UNGARN: Die Budapest Pride darf dieses Jahr wieder regulär stattfinden
Im vergangenen Jahr noch verboten, so will die Polizei in Budapest diesmal der Pride keine Steine mehr in den Weg legen: Es gebe keinen Anlass für ein Verbot dieser Versammlung. Doch es gibt trotzdem auch ein Aber: Es wurden am gleichen Tag auch drei Gegendemonstrationen bewilligt.

Im vergangenen Jahr entwickelte sich die Budapest Pride zu einem wahren Boomerang für den damals noch amtierenden Ministerpräsidenten Viktor Orban. Wenige Monate vor dem Anlass boxten er und seine Partei ein Verbot von Pride-Veranstaltungen durch das Parlament und entsprechend erhielt die Pride auch keine Genehmigung. Das Verbot wurde sogar in der Verfassung verankert. Genützt hat es wenig, denn die LGBTI+ Community wollte sich dieses Grundrecht nicht nehmen lassen, und rief zur Grosskundgebung auf.

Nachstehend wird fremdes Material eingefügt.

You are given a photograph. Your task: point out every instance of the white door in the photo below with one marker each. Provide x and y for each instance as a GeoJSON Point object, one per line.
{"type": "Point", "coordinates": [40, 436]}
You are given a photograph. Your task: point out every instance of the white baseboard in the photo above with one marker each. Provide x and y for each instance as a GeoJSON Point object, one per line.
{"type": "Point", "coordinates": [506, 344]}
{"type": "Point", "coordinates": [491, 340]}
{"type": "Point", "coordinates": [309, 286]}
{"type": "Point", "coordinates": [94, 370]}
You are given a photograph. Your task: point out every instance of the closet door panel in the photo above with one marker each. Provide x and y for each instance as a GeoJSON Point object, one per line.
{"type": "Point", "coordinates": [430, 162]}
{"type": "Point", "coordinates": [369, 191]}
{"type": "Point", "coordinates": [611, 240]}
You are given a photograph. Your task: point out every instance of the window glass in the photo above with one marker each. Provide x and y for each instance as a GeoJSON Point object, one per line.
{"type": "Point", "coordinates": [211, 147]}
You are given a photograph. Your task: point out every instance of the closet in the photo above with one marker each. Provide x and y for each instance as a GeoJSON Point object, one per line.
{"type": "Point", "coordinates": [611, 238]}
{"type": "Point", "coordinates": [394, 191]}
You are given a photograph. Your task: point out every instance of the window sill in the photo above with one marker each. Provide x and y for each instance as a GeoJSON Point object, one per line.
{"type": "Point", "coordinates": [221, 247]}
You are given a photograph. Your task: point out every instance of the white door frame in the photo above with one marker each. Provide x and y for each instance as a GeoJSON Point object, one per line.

Queers und verschiedenste Politiker:innen aus ganz Europa reisten als Zeichen der Solidarität nach Budapest um an der Pride teilzunehmen. Und auch in Ungarn selber konnte weit über die LGBTI+ Community hinaus mobilisiert werden, und so wurde die Budapest Pride nicht nur zu einer Demonstration für die Rechte queerer Menschen, sondern vor allem auch zu einer Demonstration gegen Viktor Orban und dessen Politik. Dass es dann auch noch eine der grössten Demonstrationen wurde, welche Budapest in der jüngeren Geschichte erlebt hat, war ein eindrückliches Zeichen.

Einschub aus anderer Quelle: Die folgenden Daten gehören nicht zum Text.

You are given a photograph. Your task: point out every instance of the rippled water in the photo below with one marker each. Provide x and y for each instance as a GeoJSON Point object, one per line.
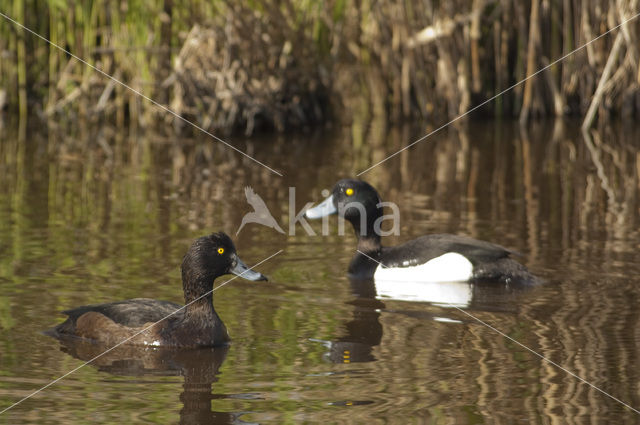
{"type": "Point", "coordinates": [97, 215]}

Mittlerweile bekam Orban seine Quittung und er wurde bei den Wahlen im April überraschend deutlich abgewählt. Peter Magyar ist sein Nachfolger, und obwohl auch er als Vertreter der Konservativen gilt, hat er sich bereits mehrfach für Gleichgberechtigung und gegen Diskriminierung ausgesprochen.

Am 27. Juni soll nun die nächste Budapest Pride stattfinden, haben die Veranstaltenden bekanntgegeben. Die Polizei hat sich dazu auch zu Gesprächen mit den Organisator:innen getroffen und danach erklärt, das es keine Gründe gebe, diese Versammlung nicht zu genehmigen. Somit kann die Pride wie geplant stattfinden.

Es gibt allerdings auch ein Aber, und dies ist aufgrund des aufgeheizten Klimas nicht unerheblich: Die Polzei hat auch eine Genehmigung für drei Gegendemonstrationen erteilt. Diese dürfen damit stattfinden, sie müssen sich jedoch von der Pride selber fernhalten. Nun bleibt die Frage, ob sich die Teilnehmenden daran halten werden. Frühere Gegendemonstrationen sind auch schon ziemlich gewalttätig geworden, angeheizt durch Rechtsaussen.